Im Jahresverlauf zeigen sich bei der globalen Ozeantemperatur zwei Gipfel: einer im März zum auslaufenden Südsommer und einer im August, wenn der Sommer im Norden sich dem Ende zuneigt. »Der Süden hat viel mehr Ozean, darum dominiert sein Sommereffekt üblicherweise«, erklärte Levermann.

Daß es diesmal im August so hohe Werte gibt, liegt demnach an der seit Monaten beispiellosen Hitze im Nordatlantik. Am 1. August zum Beispiel sei das Wasser dort im Mittel der vergangenen Jahrzehnte 23,6 Grad warm gewesen – am 1. August 2023 aber 25,0 Grad, also fast eineinhalb Grad mehr. »Das ist wuchtig.« Das Klimaphänomen El Niño spiele dabei derzeit noch keine große direkte Rolle. »Das baut sich gerade erst auf.«

Levermann hat eine Theorie entwickelt, was – neben weiteren Faktoren wie den Hitzewellen in der Atmosphäre – die hohen Nordatlantik-Temperaturen der letzten Monate verursacht haben könnte. Durch die globale Erwärmung schwächt sich seit Jahrzehnten das Golfstrom-System ab. Eigentlich sei hierdurch eher eine Abkühlung im Nordatlantik zu erwarten. Doch womöglich komme es zu einem Wärmestau, weil eines der beiden zusammenwirkenden Fließbänder versagt, die von der Ostküste der USA hinaus in den Nordatlantik strömendes warmes Wasser weiter nördlich in die Tiefe bringen.
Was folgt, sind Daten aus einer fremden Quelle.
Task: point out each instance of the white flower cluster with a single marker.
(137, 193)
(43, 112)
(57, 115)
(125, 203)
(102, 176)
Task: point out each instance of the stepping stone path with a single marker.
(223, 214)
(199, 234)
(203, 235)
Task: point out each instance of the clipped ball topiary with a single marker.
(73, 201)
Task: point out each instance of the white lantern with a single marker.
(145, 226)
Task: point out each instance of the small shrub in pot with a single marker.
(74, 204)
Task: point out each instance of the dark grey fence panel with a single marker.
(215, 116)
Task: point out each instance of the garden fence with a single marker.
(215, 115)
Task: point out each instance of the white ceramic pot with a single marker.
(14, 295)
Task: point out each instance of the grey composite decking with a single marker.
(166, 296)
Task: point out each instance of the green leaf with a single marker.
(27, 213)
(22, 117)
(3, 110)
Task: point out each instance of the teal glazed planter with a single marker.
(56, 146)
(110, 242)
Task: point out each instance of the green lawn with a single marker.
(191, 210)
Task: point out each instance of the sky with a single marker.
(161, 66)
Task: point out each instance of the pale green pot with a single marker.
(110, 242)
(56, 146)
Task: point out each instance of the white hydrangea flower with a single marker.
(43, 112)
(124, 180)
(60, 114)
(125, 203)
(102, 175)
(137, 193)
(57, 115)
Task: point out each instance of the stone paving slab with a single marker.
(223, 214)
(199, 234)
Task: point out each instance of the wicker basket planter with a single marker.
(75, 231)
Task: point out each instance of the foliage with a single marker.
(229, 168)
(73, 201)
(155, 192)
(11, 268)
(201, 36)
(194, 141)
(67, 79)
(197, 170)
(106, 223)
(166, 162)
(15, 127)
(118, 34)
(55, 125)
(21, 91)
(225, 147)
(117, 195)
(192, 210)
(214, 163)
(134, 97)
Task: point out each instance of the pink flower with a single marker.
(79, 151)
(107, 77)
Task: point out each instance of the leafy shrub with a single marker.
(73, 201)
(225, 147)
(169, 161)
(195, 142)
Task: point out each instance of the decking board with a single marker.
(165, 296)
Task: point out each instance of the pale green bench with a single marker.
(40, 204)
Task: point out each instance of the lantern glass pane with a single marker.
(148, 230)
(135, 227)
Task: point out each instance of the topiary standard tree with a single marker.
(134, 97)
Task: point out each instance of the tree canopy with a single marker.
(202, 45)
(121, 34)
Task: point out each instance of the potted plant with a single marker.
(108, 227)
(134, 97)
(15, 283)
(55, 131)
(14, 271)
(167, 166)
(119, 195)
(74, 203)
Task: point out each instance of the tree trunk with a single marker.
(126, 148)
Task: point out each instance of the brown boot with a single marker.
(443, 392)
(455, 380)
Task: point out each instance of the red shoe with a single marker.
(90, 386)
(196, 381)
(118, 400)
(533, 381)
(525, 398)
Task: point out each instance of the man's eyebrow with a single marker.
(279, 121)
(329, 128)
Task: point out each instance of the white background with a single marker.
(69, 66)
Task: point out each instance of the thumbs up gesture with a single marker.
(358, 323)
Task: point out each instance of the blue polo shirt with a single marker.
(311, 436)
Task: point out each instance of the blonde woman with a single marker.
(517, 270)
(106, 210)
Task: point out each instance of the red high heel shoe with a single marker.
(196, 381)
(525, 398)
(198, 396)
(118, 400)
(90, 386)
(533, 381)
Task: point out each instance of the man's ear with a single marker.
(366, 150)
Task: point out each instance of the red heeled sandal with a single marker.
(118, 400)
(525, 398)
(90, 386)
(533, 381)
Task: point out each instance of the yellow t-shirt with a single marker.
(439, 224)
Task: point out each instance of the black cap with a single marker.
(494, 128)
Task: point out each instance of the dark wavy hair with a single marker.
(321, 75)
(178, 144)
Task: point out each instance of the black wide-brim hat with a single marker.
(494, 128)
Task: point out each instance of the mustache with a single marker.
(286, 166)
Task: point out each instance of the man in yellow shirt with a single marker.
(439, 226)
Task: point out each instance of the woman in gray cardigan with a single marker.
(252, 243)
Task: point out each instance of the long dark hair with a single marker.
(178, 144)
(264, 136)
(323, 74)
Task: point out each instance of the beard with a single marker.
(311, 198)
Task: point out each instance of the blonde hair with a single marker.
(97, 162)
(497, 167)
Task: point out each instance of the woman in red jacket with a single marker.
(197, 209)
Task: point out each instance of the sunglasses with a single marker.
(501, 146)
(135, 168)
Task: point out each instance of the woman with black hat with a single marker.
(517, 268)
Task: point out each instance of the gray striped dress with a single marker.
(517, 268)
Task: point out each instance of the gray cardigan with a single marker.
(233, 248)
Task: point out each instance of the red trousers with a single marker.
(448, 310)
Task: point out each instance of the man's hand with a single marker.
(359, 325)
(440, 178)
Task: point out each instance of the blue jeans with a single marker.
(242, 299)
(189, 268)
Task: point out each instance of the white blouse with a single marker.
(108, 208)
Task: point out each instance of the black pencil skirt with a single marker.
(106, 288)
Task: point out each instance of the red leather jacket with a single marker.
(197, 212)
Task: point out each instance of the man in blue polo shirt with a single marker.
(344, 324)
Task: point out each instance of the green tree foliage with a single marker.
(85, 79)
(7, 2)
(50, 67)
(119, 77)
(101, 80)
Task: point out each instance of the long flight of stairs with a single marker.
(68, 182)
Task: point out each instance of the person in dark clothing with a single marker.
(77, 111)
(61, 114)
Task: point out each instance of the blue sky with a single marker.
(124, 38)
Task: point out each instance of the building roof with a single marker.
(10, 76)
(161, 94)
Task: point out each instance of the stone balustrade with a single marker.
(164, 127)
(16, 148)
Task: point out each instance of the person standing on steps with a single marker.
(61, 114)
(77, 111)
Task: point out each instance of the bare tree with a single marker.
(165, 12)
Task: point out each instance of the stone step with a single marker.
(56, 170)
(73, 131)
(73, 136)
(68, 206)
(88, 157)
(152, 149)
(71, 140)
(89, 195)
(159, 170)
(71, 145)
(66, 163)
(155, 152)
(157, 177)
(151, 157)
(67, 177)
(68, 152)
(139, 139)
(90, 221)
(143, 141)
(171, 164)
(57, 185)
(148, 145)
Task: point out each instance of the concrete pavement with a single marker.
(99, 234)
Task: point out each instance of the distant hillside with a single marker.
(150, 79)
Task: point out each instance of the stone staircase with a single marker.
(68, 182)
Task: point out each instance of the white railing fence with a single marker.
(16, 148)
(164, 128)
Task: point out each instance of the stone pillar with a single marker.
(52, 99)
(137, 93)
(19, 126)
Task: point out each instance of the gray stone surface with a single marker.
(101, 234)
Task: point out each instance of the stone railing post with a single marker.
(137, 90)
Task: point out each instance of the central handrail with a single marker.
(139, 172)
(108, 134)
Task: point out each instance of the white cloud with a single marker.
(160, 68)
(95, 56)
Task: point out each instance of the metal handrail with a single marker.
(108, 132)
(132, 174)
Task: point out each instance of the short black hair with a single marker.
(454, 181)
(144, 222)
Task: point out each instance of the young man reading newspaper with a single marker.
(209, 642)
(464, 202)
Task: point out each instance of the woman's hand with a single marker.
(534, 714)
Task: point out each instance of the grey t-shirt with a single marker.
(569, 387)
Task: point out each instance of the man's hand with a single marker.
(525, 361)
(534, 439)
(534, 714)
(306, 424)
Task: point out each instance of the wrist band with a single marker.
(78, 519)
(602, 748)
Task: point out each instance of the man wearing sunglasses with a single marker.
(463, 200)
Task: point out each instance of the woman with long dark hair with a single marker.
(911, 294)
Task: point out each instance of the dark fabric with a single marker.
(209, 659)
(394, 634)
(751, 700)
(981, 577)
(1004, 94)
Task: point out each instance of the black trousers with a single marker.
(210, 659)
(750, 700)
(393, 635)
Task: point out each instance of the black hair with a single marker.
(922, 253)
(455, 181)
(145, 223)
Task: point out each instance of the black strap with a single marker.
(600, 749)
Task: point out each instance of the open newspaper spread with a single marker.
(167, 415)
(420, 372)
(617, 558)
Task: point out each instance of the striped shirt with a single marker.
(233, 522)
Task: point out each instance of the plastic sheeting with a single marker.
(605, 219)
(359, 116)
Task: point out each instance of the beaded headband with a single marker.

Das erste Band funktioniere noch, wenn auch abgeschwächt, das zweite aber könnte dabei sein auszufallen, erläutert der Klimaforscher zu seiner Theorie. »Es könnte sein, daß die Wärme nur noch durch das südliche Band bis südlich von Island transportiert wird. Wenn die Tiefenwasserbildung im hohen Norden stark abgeschwächt ist, dann wird die Wärme nicht mehr weitergetragen und staut sich vor der spanischen und französischen Küste, wie wir es derzeit erleben. Das ist zumindest eine Möglichkeit«, sagt Levermann.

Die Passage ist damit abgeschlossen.